Pub Date: Aug. 6th, 2019
ISBN: 978-1-4926-6418-5
Publisher: Sourcebooks Landmark

Two women, separated by a century and a half, survive life in the United States military in Estes' suspenseful, neatly structured second novel.

Larkin Bennett has recently returned home to the state of Washington after a stint in Afghanistan, suffering from PTSD and mourning the death of her best friend and fellow soldier, Sarah. As she cleans out Sarah's storage locker, she discovers the diary that Sarah said inspired her to become a soldier. It belonged to Emily Wilson, who grew up on a farm in Indiana and, during the Civil War, changed her name to Jesse and posed as a man in order to join the Army. Estes (The Girl Who Wrote in Silk, 2015) moves smoothly between the stories of Larkin, who with the help of her grandmother and other friends and relatives begins to find her way back into civilian life, and Emily, who both faces the horrors of war and starts to recognize the freedom inherent in appearing to others as a man.
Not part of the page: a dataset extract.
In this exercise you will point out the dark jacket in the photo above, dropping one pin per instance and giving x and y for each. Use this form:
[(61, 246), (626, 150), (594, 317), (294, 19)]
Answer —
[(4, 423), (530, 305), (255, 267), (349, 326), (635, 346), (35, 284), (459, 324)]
Estes includes passages from the (fictional) diary but primarily reveals Emily in the third person. Although the historical dialogue is occasionally anachronistic (would anyone in the 1860s say, “Yeah, me too”?) and the contemporary dialogue is sometimes overloaded with facts about the past, both central characters are credible and well developed. They're surrounded by equally intriguing secondary characters, including Emily's brother Ben and fellow soldier Willie and, in the contemporary sections, Sarah's brother, Zach, with whom Larkin forms a tentative relationship. Though it would have been easy to make Emily the more compelling character, Larkin's struggles with survivor's guilt and the day-to-day issues of recovering from war make her story just as riveting.

The novel brings the Civil War era to life and effectively links it to contemporary times.